Preheat oven to 375°F. Spray a 12-cup muffin tin with baking spray or grease with butter and flour.
In a medium bowl, sift together 2 cups flour, baking powder, salt, and 2 teaspoons cinnamon. Set aside.
In a small bowl, mix 2 teaspoons flour with ½ teaspoon cinnamon. Add diced apples and toss until lightly coated. Set aside.
In a large mixing bowl, beat room temperature butter and 1 cup sugar together for 3 minutes until light and fluffy.
Add eggs one at a time, mixing well after each addition. Stir in vanilla extract.
Add flour mixture in three parts, alternating with milk (flour, milk, flour, milk, flour). Mix just until combined.
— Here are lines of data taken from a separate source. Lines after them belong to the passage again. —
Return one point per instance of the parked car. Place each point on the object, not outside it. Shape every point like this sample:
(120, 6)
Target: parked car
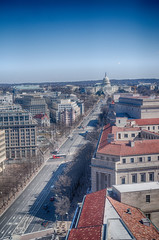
(52, 199)
(45, 207)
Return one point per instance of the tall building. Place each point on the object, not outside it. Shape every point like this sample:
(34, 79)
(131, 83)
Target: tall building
(20, 132)
(139, 107)
(2, 150)
(66, 111)
(99, 216)
(34, 104)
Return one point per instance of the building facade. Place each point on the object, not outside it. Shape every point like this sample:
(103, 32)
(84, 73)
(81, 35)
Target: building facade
(144, 196)
(20, 132)
(138, 107)
(125, 155)
(2, 150)
(66, 111)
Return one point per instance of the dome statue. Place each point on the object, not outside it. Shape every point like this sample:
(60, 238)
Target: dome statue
(106, 80)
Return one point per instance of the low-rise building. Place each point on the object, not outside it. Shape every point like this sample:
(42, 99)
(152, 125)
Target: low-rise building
(141, 195)
(101, 217)
(125, 155)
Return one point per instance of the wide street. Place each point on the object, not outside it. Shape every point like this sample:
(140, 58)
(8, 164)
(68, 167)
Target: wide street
(28, 213)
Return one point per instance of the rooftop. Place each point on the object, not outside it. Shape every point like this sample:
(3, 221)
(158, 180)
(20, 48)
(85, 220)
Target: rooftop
(137, 187)
(123, 148)
(102, 217)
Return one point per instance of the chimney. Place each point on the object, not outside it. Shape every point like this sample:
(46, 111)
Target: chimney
(128, 211)
(132, 143)
(145, 221)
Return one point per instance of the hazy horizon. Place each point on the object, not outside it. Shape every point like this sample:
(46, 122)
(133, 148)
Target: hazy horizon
(49, 41)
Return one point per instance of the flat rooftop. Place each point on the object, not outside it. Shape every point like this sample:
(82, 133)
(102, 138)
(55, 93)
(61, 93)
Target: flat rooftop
(135, 187)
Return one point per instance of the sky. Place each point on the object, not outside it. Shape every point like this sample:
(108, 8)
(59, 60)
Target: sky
(56, 40)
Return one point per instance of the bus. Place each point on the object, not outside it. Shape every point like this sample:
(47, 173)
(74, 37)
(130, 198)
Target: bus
(59, 156)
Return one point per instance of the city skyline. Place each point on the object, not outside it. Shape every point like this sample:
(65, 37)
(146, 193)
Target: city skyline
(44, 41)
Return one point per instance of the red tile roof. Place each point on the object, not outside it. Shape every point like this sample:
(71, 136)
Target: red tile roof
(89, 233)
(124, 149)
(114, 129)
(132, 221)
(149, 121)
(93, 209)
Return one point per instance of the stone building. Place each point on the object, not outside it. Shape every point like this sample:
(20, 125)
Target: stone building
(2, 150)
(125, 155)
(20, 132)
(139, 107)
(144, 196)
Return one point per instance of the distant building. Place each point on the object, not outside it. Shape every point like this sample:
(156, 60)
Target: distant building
(32, 87)
(144, 196)
(34, 104)
(99, 216)
(125, 155)
(2, 150)
(20, 132)
(6, 98)
(42, 119)
(138, 107)
(66, 111)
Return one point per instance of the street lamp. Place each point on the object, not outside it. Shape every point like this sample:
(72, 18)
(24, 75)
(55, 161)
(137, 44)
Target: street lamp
(67, 220)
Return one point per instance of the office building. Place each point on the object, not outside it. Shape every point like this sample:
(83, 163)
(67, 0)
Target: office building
(20, 132)
(2, 150)
(139, 107)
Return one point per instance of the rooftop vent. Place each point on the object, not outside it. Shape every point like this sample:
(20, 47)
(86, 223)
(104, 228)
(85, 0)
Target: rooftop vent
(128, 211)
(145, 221)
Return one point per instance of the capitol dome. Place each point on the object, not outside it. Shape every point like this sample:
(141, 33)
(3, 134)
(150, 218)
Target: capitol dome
(106, 80)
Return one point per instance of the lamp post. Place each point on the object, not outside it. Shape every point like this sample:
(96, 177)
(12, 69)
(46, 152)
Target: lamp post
(67, 220)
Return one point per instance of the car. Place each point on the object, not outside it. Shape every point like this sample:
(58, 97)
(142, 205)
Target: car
(52, 199)
(45, 207)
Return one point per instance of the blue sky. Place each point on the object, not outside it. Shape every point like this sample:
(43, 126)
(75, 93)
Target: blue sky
(50, 40)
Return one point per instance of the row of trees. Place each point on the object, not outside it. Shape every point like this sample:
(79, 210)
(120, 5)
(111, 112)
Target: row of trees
(15, 176)
(75, 177)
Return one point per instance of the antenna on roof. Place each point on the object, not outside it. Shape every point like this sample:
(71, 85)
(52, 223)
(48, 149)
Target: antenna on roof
(128, 211)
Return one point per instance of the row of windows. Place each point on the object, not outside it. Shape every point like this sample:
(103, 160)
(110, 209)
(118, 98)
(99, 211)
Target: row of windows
(16, 118)
(140, 159)
(142, 178)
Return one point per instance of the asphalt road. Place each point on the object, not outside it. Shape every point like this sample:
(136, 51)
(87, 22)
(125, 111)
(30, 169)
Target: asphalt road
(27, 213)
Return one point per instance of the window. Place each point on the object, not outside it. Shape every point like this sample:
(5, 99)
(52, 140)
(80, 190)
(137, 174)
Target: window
(143, 177)
(148, 215)
(147, 198)
(124, 160)
(132, 160)
(134, 178)
(151, 176)
(149, 159)
(123, 180)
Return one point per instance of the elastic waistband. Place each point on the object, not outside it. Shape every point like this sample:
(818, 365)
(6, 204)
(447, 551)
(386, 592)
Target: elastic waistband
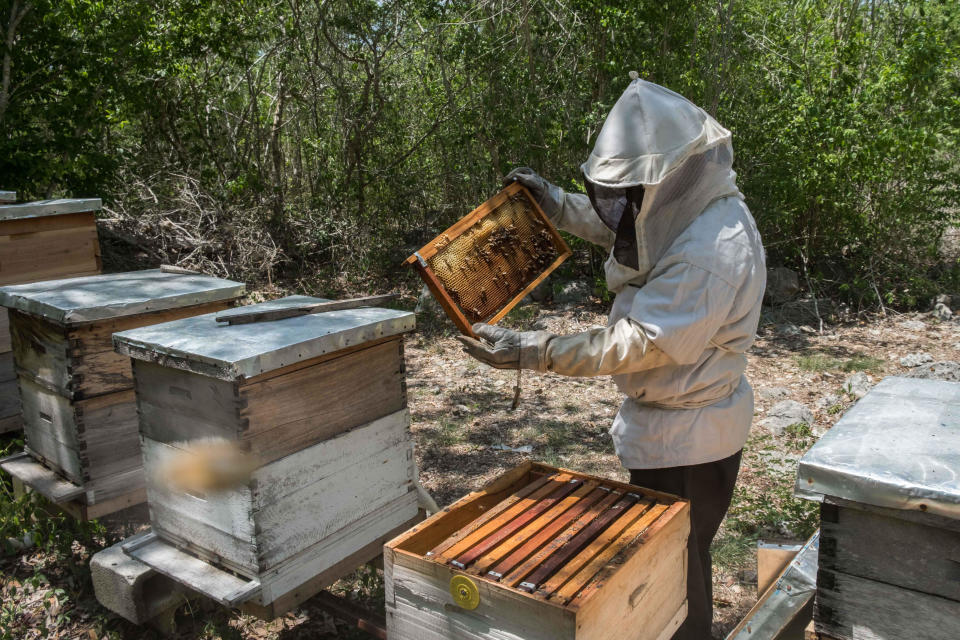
(722, 393)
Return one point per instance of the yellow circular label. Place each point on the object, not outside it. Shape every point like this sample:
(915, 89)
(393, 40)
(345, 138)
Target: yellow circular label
(465, 593)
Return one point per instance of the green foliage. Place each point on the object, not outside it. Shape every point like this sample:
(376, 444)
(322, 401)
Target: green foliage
(819, 362)
(310, 137)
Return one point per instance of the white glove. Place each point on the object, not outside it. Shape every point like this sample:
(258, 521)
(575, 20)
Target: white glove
(549, 196)
(504, 348)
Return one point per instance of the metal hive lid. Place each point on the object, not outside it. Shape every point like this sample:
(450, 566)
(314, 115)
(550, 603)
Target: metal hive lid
(898, 447)
(42, 208)
(232, 352)
(93, 298)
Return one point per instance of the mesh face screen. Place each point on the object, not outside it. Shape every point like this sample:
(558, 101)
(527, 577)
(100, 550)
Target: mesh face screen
(494, 259)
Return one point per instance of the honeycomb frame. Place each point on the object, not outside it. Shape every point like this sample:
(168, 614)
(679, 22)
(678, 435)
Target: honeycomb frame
(485, 264)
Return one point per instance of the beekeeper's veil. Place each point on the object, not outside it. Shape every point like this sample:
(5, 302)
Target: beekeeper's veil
(658, 162)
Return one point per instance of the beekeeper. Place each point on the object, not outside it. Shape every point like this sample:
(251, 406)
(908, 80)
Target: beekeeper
(687, 267)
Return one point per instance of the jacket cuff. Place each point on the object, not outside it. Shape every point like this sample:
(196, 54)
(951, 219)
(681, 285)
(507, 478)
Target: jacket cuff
(533, 350)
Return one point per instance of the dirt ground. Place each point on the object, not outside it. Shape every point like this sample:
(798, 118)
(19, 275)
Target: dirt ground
(466, 435)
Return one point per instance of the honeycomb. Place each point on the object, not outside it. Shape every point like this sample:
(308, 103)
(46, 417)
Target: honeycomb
(487, 266)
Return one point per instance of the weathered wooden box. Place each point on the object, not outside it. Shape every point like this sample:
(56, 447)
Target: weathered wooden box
(40, 241)
(319, 402)
(542, 554)
(888, 474)
(79, 409)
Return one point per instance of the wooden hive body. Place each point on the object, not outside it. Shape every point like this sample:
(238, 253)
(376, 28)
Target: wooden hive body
(41, 241)
(321, 410)
(603, 560)
(889, 559)
(78, 403)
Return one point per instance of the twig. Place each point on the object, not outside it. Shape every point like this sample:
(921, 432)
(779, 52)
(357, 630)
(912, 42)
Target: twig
(516, 390)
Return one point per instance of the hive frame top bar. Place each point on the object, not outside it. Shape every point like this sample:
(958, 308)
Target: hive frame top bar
(93, 298)
(43, 208)
(234, 352)
(898, 447)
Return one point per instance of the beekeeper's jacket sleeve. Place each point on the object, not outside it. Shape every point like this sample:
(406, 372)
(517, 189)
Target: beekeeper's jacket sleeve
(576, 216)
(673, 319)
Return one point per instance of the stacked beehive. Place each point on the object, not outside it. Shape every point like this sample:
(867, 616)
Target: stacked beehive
(79, 409)
(40, 241)
(318, 402)
(542, 554)
(887, 475)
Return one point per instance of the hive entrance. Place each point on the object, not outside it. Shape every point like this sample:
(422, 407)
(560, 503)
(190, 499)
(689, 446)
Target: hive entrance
(482, 266)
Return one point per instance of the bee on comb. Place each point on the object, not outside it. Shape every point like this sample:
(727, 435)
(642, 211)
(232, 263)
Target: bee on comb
(484, 265)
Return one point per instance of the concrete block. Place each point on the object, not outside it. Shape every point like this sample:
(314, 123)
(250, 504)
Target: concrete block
(130, 588)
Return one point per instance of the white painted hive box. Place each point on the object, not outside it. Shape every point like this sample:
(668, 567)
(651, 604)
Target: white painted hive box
(319, 401)
(40, 241)
(79, 409)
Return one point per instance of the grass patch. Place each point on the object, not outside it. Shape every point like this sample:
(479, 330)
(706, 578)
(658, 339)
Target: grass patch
(448, 433)
(763, 501)
(820, 362)
(732, 550)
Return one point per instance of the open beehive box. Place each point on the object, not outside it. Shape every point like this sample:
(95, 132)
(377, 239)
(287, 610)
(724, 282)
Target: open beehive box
(79, 407)
(542, 554)
(482, 266)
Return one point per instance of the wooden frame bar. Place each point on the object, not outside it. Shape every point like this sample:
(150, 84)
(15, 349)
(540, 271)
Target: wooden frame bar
(420, 258)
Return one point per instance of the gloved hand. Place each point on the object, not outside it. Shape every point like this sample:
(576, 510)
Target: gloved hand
(548, 196)
(507, 349)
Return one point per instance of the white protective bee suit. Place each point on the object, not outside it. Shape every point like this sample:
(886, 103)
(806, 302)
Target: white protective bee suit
(688, 275)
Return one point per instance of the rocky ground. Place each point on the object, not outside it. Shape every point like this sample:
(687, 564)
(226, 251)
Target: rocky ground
(805, 378)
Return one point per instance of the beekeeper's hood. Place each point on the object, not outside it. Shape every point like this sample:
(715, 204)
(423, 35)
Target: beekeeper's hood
(663, 160)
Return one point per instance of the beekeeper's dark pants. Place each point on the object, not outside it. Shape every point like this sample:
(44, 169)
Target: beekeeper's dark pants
(709, 488)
Don't overmix - small lumps are fine.
Gently fold in the cinnamon-coated apple pieces using a spatula with large sweeping motions from bottom to top.
Scoop batter into prepared muffin cups, filling each about two-thirds to three-quarters full.
Bake for 30 minutes, or until a toothpick inserted in the center comes out clean or with just a few moist crumbs.
While muffins bake, melt ½ cup butter for topping and let cool slightly. Mix ¼ cup sugar and ¼ cup cinnamon in a shallow bowl.
Remove muffins from oven and let rest for 5 minutes. Remove each muffin, brush the top with melted butter, and roll in cinnamon sugar mixture.